The updated version of the code contains numerous benefits compared to the previous version.

  • Using vector operations

    Given the option between loops and vector operations, the latter is almost always more efficient.

  • Using separate deterministic functions

    Modularity is king, and since deterministic functions are much easier to test, the best practice is to split code into as many smaller, deterministic subroutines as possible.

  • Passing the seed

    The most critical component to a valid non-deterministic routine is allowing the user to pass a seed to the random number generator. This allows the user to test the code more easily.

  • Passing the RNG object

    Sometimes, it is desirable to use a specific object to generate the pseudorandom variates. This allows the user the option to pass her own generator objects, giving the user the ability to fully control the sequence. For example, the user can pass a dummy object that always returns 0.2 when queried for a uniform random variable. This has the added benefit of avoiding the use of global variables.

These are basic guidelines for coding non-deterministic routines. Although this may only seem to work for smaller examples, these same rules can be applied on a much larger scale.

Random (sub)streams

Many times, there is not only one source of randomness, but many, and there should be a systematic way of dealing with these. To demonstrate a way to do this, we revisit the reservoir sampling example.

import numpy as np
from itertools import islice

def reservoir_sample(file_name,sample_size,replace_rng=None,
                     loc_rng=None,replace_seed=None,loc_seed=None):

   if replace_rng is None:
      replace_rng = np.random.RandomState(replace_seed)
   if loc_rng is None:
      loc_rng     = np.random.RandomState(loc_seed)

   sample = np.empty(sample_size,dtype=str)

   with open(file_name,'r') as infile:
      for k,line in enumerate(islice(infile,sample_size)):
         sample[k] = line

      for k,line in enumerate(islice(infile,sample_size,None)):
         replace_prob = replace_rng.uniform()
         loc_replace  = loc_rng.randint(sample_size)

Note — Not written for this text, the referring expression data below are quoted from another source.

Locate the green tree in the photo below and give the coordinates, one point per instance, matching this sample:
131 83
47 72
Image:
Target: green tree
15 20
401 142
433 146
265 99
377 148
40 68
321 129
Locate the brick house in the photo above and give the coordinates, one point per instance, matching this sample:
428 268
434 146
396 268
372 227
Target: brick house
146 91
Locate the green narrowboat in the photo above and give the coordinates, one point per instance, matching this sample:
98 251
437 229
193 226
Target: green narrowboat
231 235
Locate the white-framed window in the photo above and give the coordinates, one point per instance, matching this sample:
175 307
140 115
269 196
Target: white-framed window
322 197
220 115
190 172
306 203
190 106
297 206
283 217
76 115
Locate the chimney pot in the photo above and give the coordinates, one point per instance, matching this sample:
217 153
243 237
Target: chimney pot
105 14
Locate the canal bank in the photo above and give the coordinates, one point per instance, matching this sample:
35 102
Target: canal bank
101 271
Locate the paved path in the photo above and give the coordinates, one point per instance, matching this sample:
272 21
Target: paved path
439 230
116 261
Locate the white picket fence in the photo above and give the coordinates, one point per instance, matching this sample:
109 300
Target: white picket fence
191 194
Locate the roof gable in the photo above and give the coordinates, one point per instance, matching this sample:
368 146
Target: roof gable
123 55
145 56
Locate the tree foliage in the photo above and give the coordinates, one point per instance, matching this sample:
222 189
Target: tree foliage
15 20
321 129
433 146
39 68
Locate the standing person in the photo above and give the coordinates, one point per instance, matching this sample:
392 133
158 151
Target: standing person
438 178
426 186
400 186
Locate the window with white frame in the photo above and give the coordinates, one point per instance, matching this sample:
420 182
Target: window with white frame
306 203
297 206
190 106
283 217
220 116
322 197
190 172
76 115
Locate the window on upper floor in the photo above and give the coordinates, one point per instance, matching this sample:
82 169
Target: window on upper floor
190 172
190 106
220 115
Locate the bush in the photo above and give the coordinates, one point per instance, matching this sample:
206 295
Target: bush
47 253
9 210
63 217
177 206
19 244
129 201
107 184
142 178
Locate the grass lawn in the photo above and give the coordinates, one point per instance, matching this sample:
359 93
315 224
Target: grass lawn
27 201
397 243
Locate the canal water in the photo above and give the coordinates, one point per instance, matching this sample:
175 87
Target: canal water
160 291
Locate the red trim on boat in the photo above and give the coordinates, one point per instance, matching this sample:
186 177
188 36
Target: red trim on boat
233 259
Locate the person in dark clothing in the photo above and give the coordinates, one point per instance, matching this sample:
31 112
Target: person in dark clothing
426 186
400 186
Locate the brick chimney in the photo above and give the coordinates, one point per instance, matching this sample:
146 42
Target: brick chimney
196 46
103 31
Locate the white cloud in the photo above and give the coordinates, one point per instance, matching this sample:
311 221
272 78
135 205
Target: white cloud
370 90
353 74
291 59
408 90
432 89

         if replace_prob < sample_size/k:
            sample[loc_replace] = line

   return sample

This code uses two RNGs for two random variates. This is used for more control when testing. The cost for using two separate generators is ensuring that the pseudovariates satisfy the independence conditions of the two random variables. This is not an automatic guarantee, but there are pseudorandom generators that can guarantee this. In the simulation literature, this is equivalent to using two substreams. One example of a statistically safe implementation of random streams is RngStreams by Pierre L’Ecuyer.

Parallel computing

Any concerns regarding non-determinism in code should compound in the context of parallel computing. In many cases, the same non-deterministic code is evaluated multiple times to perform an estimate. However, independence between outcomes run in parallel can break down quickly.

For example, if the seed is not initialized by the user, it is usually initialized using the time on the local machine. Now imagine the difference between running non-deterministic code sequentially and running it in parallel. The sequential code will run as expected, but running the routine in parallel will result in nearly identical outputs because the initialized seeds will be nearly identical, due to the nearly identical start time.

To avoid situations like these, it is crucial to add a seed as input for non-deterministic code. Again, doing this for any RNG will not necessarily guarantee independence among variates. To handle this, a random stream should be passed to each instance of the routine. These random streams will have an independence guarantee. Further, any independent random variates in the routine should be granted a random substream from the passed random stream in each instance.